Semino saw the greatest frequencies of J2f* in Georgia (13.3%), northern Italy (9.6%), southern Causasus(6.3%), Iraq (4.5%), Greece (4.3%), Spain (3.4%), Turkey(3%), and Albania (3.6%). The distribution of J2f1 seemed to show connections between Anatolia and southern Italy. They saw the sub-group J2f1 in southern Caucasus (6.3%), Greece(3.3%), Turkey (4.4%), Italy (3-7%), and Pakistan/India (4.5%).

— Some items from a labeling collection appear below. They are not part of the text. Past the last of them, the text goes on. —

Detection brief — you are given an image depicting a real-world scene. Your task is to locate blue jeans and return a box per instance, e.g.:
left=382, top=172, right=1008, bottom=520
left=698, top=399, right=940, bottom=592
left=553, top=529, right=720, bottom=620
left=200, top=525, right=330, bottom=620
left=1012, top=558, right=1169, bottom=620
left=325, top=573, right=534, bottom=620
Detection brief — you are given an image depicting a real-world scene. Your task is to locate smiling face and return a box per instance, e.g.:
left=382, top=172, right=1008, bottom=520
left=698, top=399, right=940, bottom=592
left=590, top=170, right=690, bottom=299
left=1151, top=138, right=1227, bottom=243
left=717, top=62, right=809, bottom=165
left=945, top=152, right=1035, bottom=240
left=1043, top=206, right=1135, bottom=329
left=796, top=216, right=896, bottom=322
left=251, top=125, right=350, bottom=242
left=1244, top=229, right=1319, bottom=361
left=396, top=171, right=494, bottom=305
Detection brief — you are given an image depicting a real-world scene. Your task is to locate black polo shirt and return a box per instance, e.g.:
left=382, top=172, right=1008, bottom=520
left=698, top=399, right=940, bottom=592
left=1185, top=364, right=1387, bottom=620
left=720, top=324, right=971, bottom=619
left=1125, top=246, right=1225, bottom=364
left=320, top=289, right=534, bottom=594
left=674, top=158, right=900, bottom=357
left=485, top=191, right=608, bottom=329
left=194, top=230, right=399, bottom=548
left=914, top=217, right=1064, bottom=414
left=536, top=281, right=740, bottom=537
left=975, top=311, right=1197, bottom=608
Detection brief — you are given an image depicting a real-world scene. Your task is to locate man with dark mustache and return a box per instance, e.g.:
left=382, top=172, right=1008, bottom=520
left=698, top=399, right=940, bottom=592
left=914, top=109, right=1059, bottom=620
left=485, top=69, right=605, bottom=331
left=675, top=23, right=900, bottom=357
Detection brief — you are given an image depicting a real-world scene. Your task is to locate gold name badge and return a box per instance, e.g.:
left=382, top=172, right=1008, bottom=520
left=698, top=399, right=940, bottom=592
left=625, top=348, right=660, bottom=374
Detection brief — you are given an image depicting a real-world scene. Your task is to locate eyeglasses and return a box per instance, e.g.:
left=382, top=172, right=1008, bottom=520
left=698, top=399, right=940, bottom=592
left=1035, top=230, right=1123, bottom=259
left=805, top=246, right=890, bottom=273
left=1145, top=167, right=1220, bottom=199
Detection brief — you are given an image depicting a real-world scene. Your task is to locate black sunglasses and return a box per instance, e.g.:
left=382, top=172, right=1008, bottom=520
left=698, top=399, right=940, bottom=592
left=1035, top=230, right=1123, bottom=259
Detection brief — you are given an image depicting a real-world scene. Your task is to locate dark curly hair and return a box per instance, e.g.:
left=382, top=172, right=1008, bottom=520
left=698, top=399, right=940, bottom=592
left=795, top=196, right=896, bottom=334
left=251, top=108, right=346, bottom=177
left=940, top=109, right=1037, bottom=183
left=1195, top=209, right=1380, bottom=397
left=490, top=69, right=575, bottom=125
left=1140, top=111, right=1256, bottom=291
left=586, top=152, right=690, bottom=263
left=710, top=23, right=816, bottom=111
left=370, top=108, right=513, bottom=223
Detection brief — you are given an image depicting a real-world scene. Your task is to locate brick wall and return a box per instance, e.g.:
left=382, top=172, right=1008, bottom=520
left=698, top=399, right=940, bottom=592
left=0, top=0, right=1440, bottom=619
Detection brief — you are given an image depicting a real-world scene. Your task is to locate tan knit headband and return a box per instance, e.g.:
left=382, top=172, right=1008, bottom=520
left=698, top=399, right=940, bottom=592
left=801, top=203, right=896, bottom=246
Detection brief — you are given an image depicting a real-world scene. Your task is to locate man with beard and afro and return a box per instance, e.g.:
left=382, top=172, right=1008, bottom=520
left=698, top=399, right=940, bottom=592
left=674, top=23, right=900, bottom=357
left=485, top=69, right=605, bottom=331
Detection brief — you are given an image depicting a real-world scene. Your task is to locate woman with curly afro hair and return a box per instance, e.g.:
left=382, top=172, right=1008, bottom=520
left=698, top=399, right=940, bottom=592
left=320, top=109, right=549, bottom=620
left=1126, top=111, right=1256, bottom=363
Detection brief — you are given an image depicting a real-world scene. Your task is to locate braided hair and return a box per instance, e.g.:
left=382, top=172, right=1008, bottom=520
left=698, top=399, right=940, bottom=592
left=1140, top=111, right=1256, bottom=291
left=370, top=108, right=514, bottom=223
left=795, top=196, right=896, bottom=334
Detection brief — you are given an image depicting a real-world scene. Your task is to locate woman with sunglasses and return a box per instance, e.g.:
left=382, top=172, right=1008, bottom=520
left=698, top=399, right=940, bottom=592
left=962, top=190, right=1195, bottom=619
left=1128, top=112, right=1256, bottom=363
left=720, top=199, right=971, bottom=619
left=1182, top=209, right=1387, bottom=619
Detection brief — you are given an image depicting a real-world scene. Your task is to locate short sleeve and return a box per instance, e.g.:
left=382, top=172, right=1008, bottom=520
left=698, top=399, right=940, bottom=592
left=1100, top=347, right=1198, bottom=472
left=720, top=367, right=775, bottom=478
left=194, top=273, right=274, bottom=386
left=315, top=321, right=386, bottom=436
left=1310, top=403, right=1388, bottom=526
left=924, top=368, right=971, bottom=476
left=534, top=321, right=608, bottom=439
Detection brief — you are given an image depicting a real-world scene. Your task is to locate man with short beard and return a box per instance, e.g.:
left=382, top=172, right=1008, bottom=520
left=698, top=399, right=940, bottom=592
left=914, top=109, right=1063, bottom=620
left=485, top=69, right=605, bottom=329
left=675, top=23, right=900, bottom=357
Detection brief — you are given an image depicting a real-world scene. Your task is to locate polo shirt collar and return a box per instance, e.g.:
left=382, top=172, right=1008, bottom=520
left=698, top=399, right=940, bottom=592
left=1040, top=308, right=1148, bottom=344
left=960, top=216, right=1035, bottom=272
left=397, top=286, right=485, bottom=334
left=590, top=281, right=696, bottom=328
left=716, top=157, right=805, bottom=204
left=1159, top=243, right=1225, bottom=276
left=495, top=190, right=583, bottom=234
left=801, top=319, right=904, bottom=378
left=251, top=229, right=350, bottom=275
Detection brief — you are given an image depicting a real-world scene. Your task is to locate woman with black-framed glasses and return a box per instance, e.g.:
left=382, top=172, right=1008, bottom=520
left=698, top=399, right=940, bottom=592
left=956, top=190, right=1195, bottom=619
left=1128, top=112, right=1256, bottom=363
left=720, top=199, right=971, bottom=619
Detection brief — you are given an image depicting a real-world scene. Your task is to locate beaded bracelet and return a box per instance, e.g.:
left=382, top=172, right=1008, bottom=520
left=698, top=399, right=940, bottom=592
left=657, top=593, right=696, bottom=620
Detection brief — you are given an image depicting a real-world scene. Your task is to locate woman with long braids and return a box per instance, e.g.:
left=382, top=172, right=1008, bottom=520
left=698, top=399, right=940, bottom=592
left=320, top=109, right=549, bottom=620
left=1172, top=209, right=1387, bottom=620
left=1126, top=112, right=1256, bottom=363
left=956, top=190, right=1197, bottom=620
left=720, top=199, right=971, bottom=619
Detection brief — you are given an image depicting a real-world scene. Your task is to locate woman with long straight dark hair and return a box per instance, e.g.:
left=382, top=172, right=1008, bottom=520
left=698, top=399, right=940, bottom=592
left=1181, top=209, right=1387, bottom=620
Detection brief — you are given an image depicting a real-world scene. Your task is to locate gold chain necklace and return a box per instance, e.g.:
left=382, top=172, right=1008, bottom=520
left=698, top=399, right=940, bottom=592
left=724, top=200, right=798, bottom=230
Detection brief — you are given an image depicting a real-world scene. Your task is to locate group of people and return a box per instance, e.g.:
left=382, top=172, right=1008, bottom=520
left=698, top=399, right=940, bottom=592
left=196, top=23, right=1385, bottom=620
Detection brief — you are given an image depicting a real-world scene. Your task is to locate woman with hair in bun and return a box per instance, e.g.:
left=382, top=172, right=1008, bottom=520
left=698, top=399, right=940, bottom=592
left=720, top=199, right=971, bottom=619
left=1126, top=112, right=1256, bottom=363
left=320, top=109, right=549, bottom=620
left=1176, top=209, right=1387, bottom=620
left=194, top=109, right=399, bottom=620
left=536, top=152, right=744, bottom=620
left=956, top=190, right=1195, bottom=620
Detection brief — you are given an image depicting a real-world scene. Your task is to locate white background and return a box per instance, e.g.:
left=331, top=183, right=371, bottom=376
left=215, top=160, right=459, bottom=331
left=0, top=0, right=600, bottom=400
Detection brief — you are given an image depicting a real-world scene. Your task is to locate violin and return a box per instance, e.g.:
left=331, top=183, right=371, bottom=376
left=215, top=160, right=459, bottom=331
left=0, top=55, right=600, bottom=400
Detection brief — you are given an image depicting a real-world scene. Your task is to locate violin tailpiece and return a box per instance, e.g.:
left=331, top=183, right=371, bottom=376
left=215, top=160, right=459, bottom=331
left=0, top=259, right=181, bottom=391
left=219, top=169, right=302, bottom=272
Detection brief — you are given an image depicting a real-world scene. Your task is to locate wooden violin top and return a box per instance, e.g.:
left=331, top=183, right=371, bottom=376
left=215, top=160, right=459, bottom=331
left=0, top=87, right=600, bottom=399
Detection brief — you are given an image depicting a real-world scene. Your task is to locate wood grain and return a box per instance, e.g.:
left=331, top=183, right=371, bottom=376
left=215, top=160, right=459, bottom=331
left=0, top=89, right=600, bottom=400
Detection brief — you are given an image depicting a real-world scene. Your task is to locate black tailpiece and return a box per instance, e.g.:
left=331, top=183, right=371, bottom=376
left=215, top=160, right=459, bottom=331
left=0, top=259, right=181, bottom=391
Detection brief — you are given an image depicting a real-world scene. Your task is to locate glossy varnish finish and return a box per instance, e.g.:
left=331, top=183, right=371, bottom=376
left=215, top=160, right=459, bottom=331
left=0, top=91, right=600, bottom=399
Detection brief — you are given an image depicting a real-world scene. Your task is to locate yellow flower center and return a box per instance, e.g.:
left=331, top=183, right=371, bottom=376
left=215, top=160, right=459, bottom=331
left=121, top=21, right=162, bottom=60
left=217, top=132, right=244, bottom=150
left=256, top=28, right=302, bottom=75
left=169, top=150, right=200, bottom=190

The highest frequencies of J1 (M267) are seen in the Middle East, north Africa, and Ethiopia. The marker M267 was not shown in 2002 YCC nomenclature, but Semino et al use it to define J1. (M62 now defines a sub-group of J1). While not seen in Paracchini's study, J1 may be another J sub-group worth testing. Semino et al show that J1's commonly account for 10% of the J's seen in Europe. The authors claim that the J1's from the Middle East and north Africa seem to be distinguishable from the rest of J's by having YCAII=22,22. Cinnioglu's data shows that many J1's have DYS461=11 (using Relative Genetics new nomenclature). The result of a 49a,f/TaqI test for J1 is usually ht8.
Behar et al found that about 20% of Ashkenazi Jews were J1 (and another 20% were J2).
The only subgroup of J1 that might be worth testing is defined by M365 (not in 2002 YCC nomenclature). Semino saw it at rates of 1-2% in Turkey and Georgia.
If you are a J, but not a J2, then you are almost certainly a member of J1. Di Giacomo et al found only six J* men out the 376 haplogroup J men in the study.
A comparison of the allele frequency graphs for J1* and J2* can be seen here. J1* seems to mostly have DYS461=11, while J2* has DYS461=12,13.